I would prefer if the solution kept the reduce(0, +) spelling, which makes the semantics clear. sum() makes you wonder what numerical summation algorithm is being used (just like average() and standardDeviation() does).

1 Like

The same could be said in the opposite direction for using the ternary operator and .isEmpty, so I’m still firmly on the side of representing the sum operation in a mathematically faithful way.

2 Likes

and allSatisfy. :wink:

Edit:

Wait, I thought you mean that those two are examples of mathematically faithful functions :grimacing:

1 Like

This makes no sense at all to me, aren't we talking about AdditiveArithmetic here? What it does is precisely that, it defines what zero means and what addition means.

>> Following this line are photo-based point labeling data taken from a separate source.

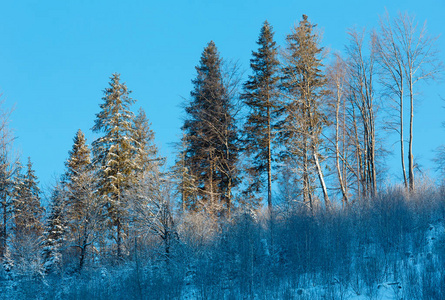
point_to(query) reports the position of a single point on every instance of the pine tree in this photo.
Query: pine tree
(28, 211)
(147, 156)
(6, 188)
(114, 154)
(84, 208)
(303, 82)
(261, 96)
(55, 231)
(210, 136)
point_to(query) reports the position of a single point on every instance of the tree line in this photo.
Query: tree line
(305, 119)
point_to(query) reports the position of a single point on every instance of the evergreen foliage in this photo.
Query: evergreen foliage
(114, 154)
(303, 84)
(261, 96)
(55, 232)
(85, 209)
(28, 212)
(210, 137)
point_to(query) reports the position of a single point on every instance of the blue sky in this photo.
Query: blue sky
(56, 58)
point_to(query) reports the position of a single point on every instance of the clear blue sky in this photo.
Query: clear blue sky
(56, 58)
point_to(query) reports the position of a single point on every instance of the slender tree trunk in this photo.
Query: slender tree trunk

I'm aware that the documentation for AdditiveArithmetic even has the following example:

extension Sequence where Element: AdditiveArithmetic {
  func sum() -> Element {
    return reduce(.zero, +)
  }
}

But again, I think a sum() method, if provided by the Standard Library, should do better than that.

For example, using the above implementation:

let array1: [Float] = [ 3_000_000, -3_000_000,      0.125 ]
let array2: [Float] = [ 3_000_000,      0.125, -3_000_000 ]
let set = Set(array1)
print(array1.sum()) // 0.125
print(array2.sum()) // 0.0
print(set.sum()) // Either 0.0 or 0.125, it's different each time the program runs.

Why shouldn't sum() return 0.125 for all three of those cases?


It's easy to envision many more similar examples of where a reduce(0, +) hiding behind a sum() may result in surprising results, like trapping or not randomly between runs, etc.

reduce(0, +) says on the tin what it does, and unless you are unfamiliar with the specifics of the numeric type or operator, you will not be surprised.

sum() on the other hand, is IMO something that probably belongs in swift numerics or some other module.

From the other thread:

5 Likes

Part of my argument (basically echoed by others, in the other thread) is against going the way of C# and Kotlin and having specialized functions for too much. This sum overload is too specific, but the less specific version of it is not, and we don't have it: a combination of map and reduce.

The alternative is too messy, and might not be optimally performant. You've argued very well for the right level of what we need, but you've taken it further than it needs to go. I think now that you know this, you'll go play around with the idea and see the other cases where sum is two important abstractions away from what we have, not just one.

It's truth elsewhere, but it's a bogus argument for Swift's domain. A number is a loss of information over an optional number. Go render a SwiftUI view conditionally for a sum, if there are numbers to sum, and tell someone to their face that it's the right choice for the job.

A sane person will then bite your nose.